Part of the festive spirit of Christmas and the New Year is the consumption of alcohol. It helps us welcome the New Year and makes us more relaxed. But it is a drug nonetheless and mixing it with other drugs, like common medications, can have unpleasant consequences.
What is Alcohol?
It is one of the oldest and more commonly used drugs in the world, recognised for centuries as a source of pleasure and relaxation. It is classified as a depressant because it acts to decrease or slow down the activity of brain centres, which results in decreasing of social inhibition for example. The more alcohol consumed, the more brain centres are affected, leading to less pleasant effect like slurred speech and loss of coordination.

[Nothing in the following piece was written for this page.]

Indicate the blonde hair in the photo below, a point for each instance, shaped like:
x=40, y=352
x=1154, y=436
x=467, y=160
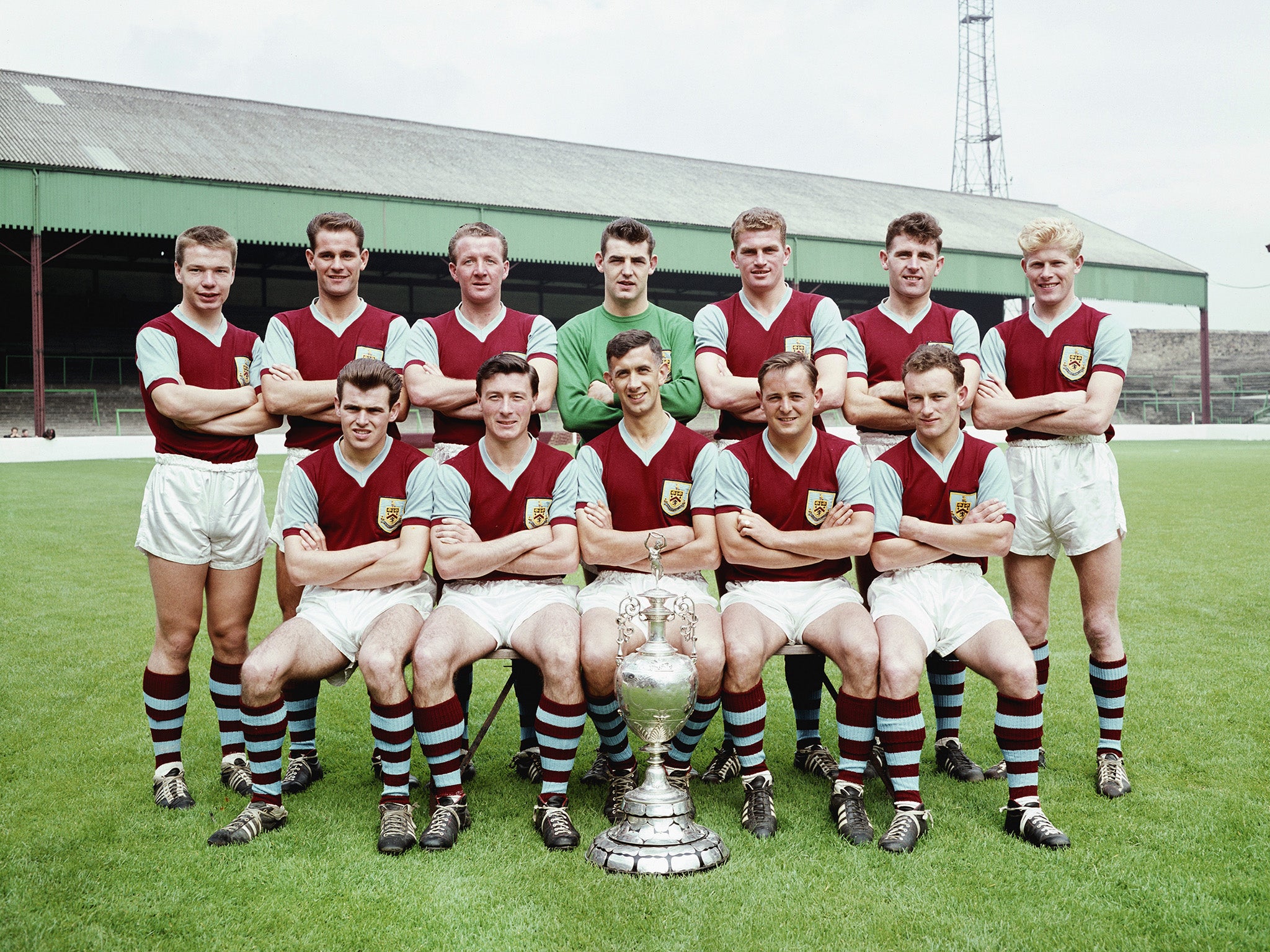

Ethanol the main active ingredient in alcohol is absorbed in the stomach and intestines and is delivered to our liver, where it is broken down into a toxic compound called acetaldehyde. In small quantities, the liver can break down acetaldehyde very efficiently and prevent symptoms, like flushing or nausea. But after a night of heavy drinking, the liver cannot keep up and acetaldehyde and ethanol build up. Then the effects of a wild night hit us with a hangover.
How do Alcohol and Medications interact?
The liver is the main place where many foreign materials and toxins are broken down. Despite being a very strong, large and efficient organ, when placed under stress, our liver, too, can be overwhelmed. Since the same process is used to detoxify many different compounds, it is possible that two or more substances will cause an overload on the liver and a toxic reaction in it. This is where most Alcohol-drug interactions occur. Paracetamol, a common painkiller, is broken down by the liver in the same area and by very similar mechanism as alcohol. So when taken together, alcohol and paracetamol overwhelm the liver leading to an early onset of drunkness and it will last for longer. The toxic intermediates of paracetamol and alcohol can then accumulate in the liver and can cause serious damage.
So, what next?
Alcohol is an enjoyable part of the holiday season, and is relatively harmless in moderation. But when we need to have other drugs it is important to consult your doctor or dentist regarding any possible interaction between alcohol and the medications you are taking. If you get the drugs from your chemist without a prescription ask the chemist if it safe for you to drink alcohol. Let our liver enjoy this holiday season and many more to come!